If sustaining a lifestyle with more creative liberty and adventurous opportunities means taking a part-time job at a book store or a coffee shop just to get by, so be it. If it means I’ll have to rough it for awhile and stop impulse-buying and sell all of my things, so be it — I don’t need any of that crap anyway. If it means I’ll have a weird section of my resume that didn’t follow the pre-decided, safe route for a career, so be it. I’m blindly confident that by following a path that feels deeply and genuinely right for me, everything will work out somehow. Because it has to.

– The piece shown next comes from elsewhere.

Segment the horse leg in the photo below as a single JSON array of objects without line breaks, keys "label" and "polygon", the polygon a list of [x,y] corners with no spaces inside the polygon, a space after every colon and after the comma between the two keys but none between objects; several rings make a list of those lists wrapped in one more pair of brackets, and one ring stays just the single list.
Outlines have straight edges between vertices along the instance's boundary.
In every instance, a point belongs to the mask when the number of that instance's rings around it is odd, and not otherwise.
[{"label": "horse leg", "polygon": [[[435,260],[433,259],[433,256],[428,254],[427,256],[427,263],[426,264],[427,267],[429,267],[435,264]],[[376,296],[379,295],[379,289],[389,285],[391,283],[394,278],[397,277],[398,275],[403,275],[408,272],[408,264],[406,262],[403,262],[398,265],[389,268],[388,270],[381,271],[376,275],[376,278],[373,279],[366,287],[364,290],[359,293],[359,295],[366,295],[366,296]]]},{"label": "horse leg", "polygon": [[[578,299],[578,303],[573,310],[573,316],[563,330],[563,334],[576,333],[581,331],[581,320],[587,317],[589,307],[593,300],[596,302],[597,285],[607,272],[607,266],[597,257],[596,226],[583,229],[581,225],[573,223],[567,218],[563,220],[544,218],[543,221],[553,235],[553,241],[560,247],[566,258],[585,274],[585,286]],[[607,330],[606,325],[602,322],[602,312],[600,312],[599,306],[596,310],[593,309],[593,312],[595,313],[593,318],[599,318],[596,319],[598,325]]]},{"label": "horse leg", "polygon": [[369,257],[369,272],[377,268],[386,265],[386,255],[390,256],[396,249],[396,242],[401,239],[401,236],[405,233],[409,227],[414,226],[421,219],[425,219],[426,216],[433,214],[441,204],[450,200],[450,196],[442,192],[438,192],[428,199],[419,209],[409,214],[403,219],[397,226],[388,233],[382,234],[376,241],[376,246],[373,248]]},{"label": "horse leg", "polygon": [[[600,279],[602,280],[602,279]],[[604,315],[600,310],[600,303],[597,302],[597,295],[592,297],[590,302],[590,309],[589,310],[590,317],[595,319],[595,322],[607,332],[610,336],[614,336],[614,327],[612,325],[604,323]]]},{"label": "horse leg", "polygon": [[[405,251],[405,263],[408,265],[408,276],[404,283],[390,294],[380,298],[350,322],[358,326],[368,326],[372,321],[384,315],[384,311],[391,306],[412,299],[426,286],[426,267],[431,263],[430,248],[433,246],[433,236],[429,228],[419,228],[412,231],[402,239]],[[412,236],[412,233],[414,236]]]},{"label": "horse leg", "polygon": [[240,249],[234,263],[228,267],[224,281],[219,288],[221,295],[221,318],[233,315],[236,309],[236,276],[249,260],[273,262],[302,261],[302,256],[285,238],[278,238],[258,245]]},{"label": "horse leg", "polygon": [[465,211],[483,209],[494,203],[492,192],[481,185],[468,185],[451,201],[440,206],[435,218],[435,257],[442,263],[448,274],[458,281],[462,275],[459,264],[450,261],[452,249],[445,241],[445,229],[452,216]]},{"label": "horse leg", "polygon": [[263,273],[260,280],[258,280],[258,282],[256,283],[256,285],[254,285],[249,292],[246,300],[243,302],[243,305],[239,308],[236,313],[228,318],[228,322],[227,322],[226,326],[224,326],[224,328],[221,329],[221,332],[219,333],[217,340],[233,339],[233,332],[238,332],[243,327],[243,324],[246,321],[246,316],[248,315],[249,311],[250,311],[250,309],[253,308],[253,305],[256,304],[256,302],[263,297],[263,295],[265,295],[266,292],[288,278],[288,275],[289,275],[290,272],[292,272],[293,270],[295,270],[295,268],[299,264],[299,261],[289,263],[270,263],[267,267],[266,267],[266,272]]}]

There’s no timer; there’s no deadline. Yet it feels as if I’m teetering on the edge of two very different life paths. My restless soul is finally saying, ENOUGH! to the humdrum and the stagnation — now is the time to make my decision. On one hand, I could go on living a life of mundanity, a life of working 9-5 and commuting amid hurried, distracted drivers on their cell phones, a life of living for the weekends and mental exhaustion and stifling burnout. Isn’t that what I went to college for? Wasn’t this the goal? Or…
On the other, I could ditch conventionality and take a risk. I could move far away and explore new landscapes and a new city. I could go out into the world, acutely aware of the significantly higher chance of failure — in a traditional sense, anyway— than if I had continued plodding along at my desk job. I could leave knowing I’ll be much lonelier far away than at home, with only the outline of a plan to guide me, no final draft. This option would force me to confront doubts in myself and meet new people and try new things. This option is exponentially scarier, but it’s simultaneously the most freeing thing I could ever do for myself. I could (at the risk of sounding cliché…) take a real shot at accomplishing some dreams.
Isn’t it so very obvious which way I should go?
So am I going through a “quarter life crisis”? A time of drama and insanity? As the not-quite-late, great John Mayer once said, it might be a quarter life crisis, or just the stirring in my soul. I don’t want to be a person who “puts in the time” for 30 years, squashing the creativity and words and ideas and thoughts that want to flow freely from my mind with each day that passes. I don’t want to look back and regret chances I never took. How could I do that to myself? Why would I want to?
Others might look at me & my indecision and think I’m flaky, meek, unstable, sad, weak, pitiful. In fact, I know that most people will try to discourage these endeavors I’ve been developing and tweaking in my brain for the past few months. None of that negativity matters though, because I know that taking time to do things that are good for my soul will only encourage and inspire my work. I know what’s next and I’m now in the preparation-for-departure stages. I don’t want to give away too much, because no exact dates or figures are set in stone, and I’ve been known to change minute details on a whim. But it’s happening and I’m excited and nervous and a little terrified and thank God for that — because those are the precise reasons I need to go.